The last couple of days here in the Rose City haven't been the happiest of times for what, as I read the newspapers, pretty much self-inflicted wounds. I'm seriously thinking about blaming everything on the Norwich Business Park, NBP, mainly because the two of the three most current argy-bargys involve situations in the NBP.
The first one, the saga of the Connecticut Defenders, nee the Norwich Navigators (and actually, nee nee (?) the Albany-Colonie Yankees) is sort of a high school romance gone bad meets a poor case study from business school. I'm a grown man (some parts more so than others) and intellectually if not emotionally I can grasp that sports is a business, even minor league baseball.
Yes, generations of us have grown up trying to master Willie Mays' basket catch(or getting brained in the process of trying), drive the ball like the Splendid Splinter or run the base paths like Charlie Hustle, but very few of us ever get farther than dreaming about it. Good luck to the young guys who are living it and legging it out everyday as they work their way through the minor league system for a chance at the show.

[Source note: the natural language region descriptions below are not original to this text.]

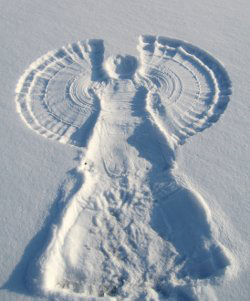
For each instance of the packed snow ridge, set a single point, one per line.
(135, 229)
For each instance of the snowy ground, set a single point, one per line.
(215, 161)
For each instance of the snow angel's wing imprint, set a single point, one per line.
(189, 88)
(54, 96)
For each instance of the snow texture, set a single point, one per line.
(133, 218)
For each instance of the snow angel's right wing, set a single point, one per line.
(54, 96)
(188, 88)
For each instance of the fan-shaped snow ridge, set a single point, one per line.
(54, 96)
(194, 88)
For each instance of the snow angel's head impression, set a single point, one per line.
(121, 66)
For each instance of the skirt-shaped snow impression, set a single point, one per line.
(134, 229)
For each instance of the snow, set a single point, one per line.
(38, 173)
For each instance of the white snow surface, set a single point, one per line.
(39, 179)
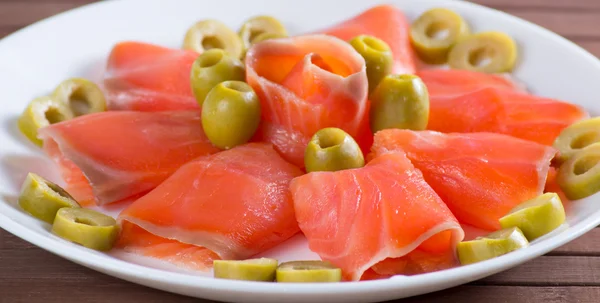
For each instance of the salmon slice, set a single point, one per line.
(146, 77)
(230, 205)
(141, 242)
(513, 113)
(387, 23)
(441, 82)
(304, 84)
(480, 176)
(110, 156)
(376, 221)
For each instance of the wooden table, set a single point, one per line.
(568, 274)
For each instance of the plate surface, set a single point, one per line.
(76, 43)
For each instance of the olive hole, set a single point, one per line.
(53, 115)
(211, 42)
(437, 31)
(585, 163)
(584, 140)
(254, 33)
(85, 221)
(58, 190)
(481, 57)
(327, 139)
(237, 86)
(375, 44)
(209, 59)
(318, 61)
(78, 102)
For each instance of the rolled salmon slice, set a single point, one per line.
(450, 82)
(376, 221)
(304, 84)
(111, 156)
(518, 114)
(230, 205)
(480, 176)
(147, 77)
(387, 23)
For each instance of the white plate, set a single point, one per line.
(76, 43)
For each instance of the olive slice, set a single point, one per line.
(209, 34)
(435, 32)
(230, 114)
(307, 272)
(86, 227)
(576, 137)
(377, 55)
(262, 269)
(42, 198)
(536, 217)
(256, 26)
(399, 101)
(493, 245)
(579, 177)
(211, 68)
(82, 96)
(487, 52)
(40, 113)
(332, 149)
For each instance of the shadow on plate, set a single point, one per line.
(16, 167)
(11, 126)
(93, 70)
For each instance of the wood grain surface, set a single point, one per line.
(569, 274)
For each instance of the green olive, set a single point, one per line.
(211, 68)
(256, 26)
(40, 113)
(86, 227)
(308, 272)
(493, 245)
(262, 269)
(576, 137)
(230, 114)
(82, 96)
(209, 34)
(377, 55)
(487, 52)
(536, 217)
(42, 198)
(579, 177)
(435, 32)
(332, 149)
(400, 101)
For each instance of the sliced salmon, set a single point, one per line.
(110, 156)
(448, 82)
(513, 113)
(387, 23)
(306, 83)
(480, 176)
(376, 221)
(230, 205)
(147, 77)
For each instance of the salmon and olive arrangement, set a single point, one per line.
(379, 139)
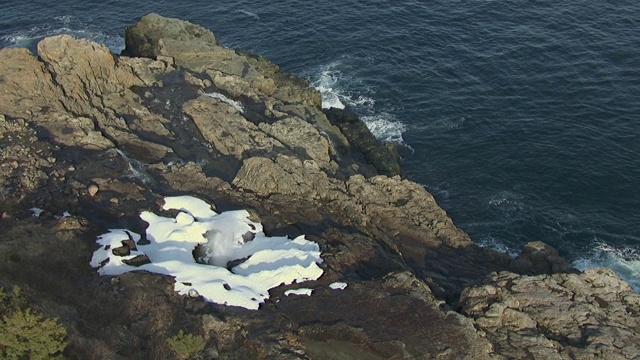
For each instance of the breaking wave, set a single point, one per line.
(624, 261)
(339, 90)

But as I said, it's a business and times weren't all that great in terms of attendance for the CT Defenders when times were good. And while no one expects, I assume, to get rich from owning a Double A baseball team, no one should lose his shirt either. Not that I've seen the owner without a shirt, mind you. There's a marvelous expression that goes, 'he who abandons a sinking ship that doesn't sink, must be a very good swimmer.' In a perfect world the team would have been sold before the season started, but the deal, rather than the team, has gone south. Sometimes one percent (of something) is a better deal than one hundred percent (of nothing). The fans and sponsors have stayed away from the team, because 'they're leaving' and yet, here they are and the bigger question is where will they be this time tomorrow?
Meanwhile, elsewhere in the NBP, a good thing, in this case a building being added by a business to its operation becomes a bad thing because when you have as many different folks helping with 'economic development' as we have in Norwich (look for yourself, here's the municipal listing and bear in mind it's NOT complete), there will always someone who does not get the memo. Familiar with 'many hands make light work'? Sometimes around here it's more like 'many hands get balled into many fists and wise guys with blogs get pummelled.' The irony of all this is "delaycious", if I don't say so myself.

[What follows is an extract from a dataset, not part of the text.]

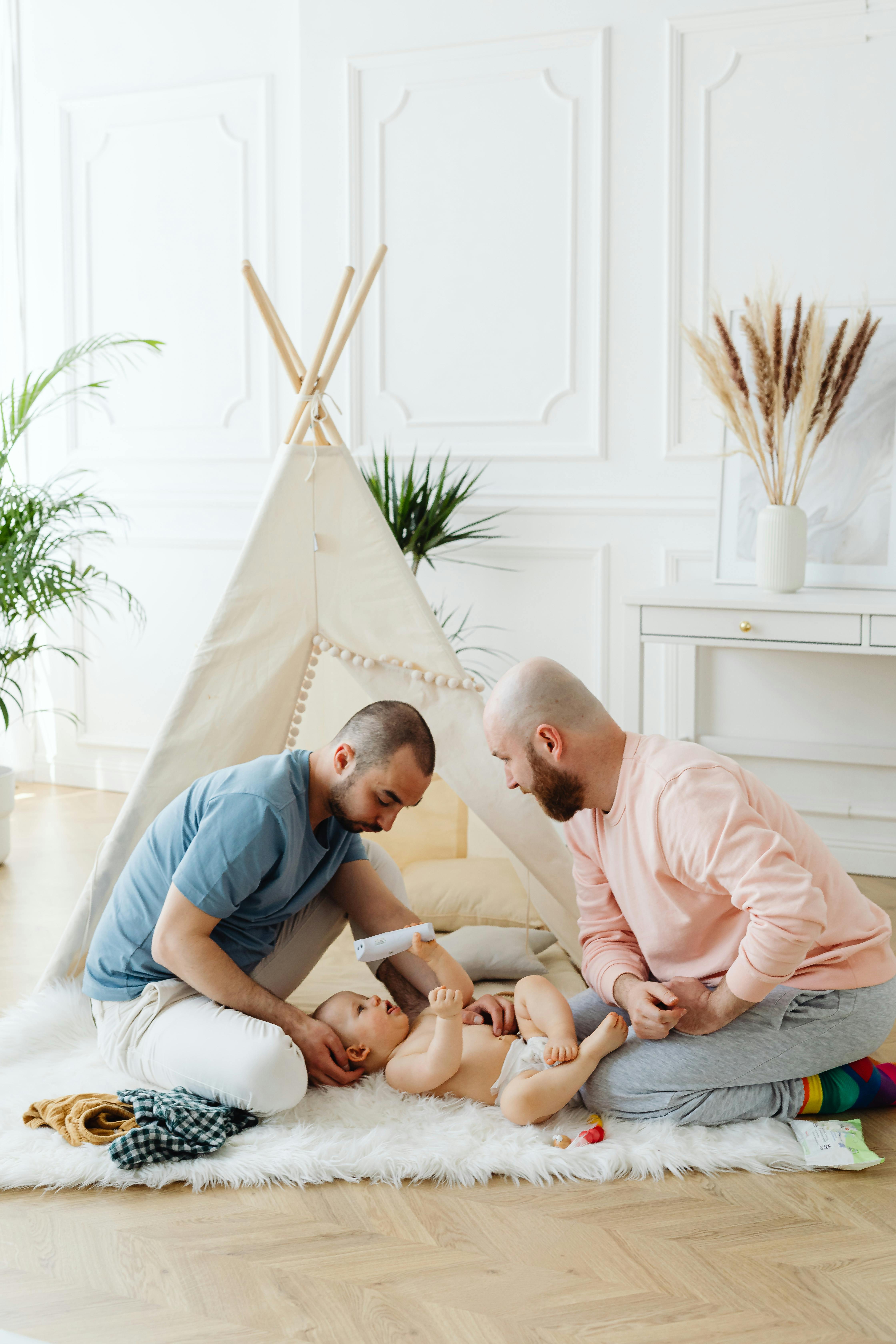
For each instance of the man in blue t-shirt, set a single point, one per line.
(232, 897)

The third Norwich Newz Noise involves a fellow who is a future former police officer. As you'll read for yourself, there's so much so wrong in this story and this situation it's embarrassing to even read about it much less realize we've had a series of these incidents for nearly the last decade. I would imagine it's hard to be a law enforcement professional in the Rose City when the only stories that anyone knows are the nasty ones.

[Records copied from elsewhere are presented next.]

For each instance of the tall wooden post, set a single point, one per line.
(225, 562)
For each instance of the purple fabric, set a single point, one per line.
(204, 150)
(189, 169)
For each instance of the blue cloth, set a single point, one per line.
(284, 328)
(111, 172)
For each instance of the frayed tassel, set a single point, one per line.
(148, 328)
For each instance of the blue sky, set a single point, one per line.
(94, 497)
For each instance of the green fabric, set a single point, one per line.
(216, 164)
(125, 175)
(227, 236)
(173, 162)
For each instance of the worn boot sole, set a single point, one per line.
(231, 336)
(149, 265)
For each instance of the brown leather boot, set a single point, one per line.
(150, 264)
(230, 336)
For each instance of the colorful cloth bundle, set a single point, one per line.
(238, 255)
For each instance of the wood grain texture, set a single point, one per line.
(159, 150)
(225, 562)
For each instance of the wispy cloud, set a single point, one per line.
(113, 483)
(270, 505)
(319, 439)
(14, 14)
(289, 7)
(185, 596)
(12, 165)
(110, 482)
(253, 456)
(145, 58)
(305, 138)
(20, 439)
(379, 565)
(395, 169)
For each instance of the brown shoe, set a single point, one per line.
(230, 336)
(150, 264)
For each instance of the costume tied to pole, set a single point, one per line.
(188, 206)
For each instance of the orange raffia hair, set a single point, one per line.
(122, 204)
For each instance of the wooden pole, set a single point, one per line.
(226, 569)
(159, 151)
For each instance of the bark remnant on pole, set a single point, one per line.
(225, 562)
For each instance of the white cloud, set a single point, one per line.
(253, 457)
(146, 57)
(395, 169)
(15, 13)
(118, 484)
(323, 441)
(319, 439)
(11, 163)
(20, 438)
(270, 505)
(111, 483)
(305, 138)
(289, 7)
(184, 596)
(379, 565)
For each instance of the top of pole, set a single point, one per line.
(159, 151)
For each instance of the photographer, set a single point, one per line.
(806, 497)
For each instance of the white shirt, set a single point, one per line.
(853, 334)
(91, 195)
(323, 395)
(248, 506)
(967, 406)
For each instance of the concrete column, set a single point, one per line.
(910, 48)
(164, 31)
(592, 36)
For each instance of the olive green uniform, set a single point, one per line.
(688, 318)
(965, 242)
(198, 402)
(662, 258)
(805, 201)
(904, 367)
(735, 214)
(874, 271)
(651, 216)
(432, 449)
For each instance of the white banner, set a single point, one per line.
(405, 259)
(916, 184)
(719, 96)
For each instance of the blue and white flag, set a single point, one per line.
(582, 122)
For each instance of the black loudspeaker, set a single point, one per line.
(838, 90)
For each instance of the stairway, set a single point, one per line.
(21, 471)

Personally, it serves to remind me I'll have to thank my orthopedic surgeon when I see him in (the middle of) June for a follow up on my knee replacement surgery from early March. The former police Lieutenant has been, the newspaper says, on sick leave from leg surgery since January 2007. I guess I better pack some wax lips since I guess I'll have to kiss my surgeon. Maybe I can offer him some Yankees tickets-I know a place where we can get 'em cheap.
-bill kenny
Ramblings of a badly aged Baby Boomer who went from Rebel Without a Cause to Bozo Without a Clue in, seemingly, the same afternoon.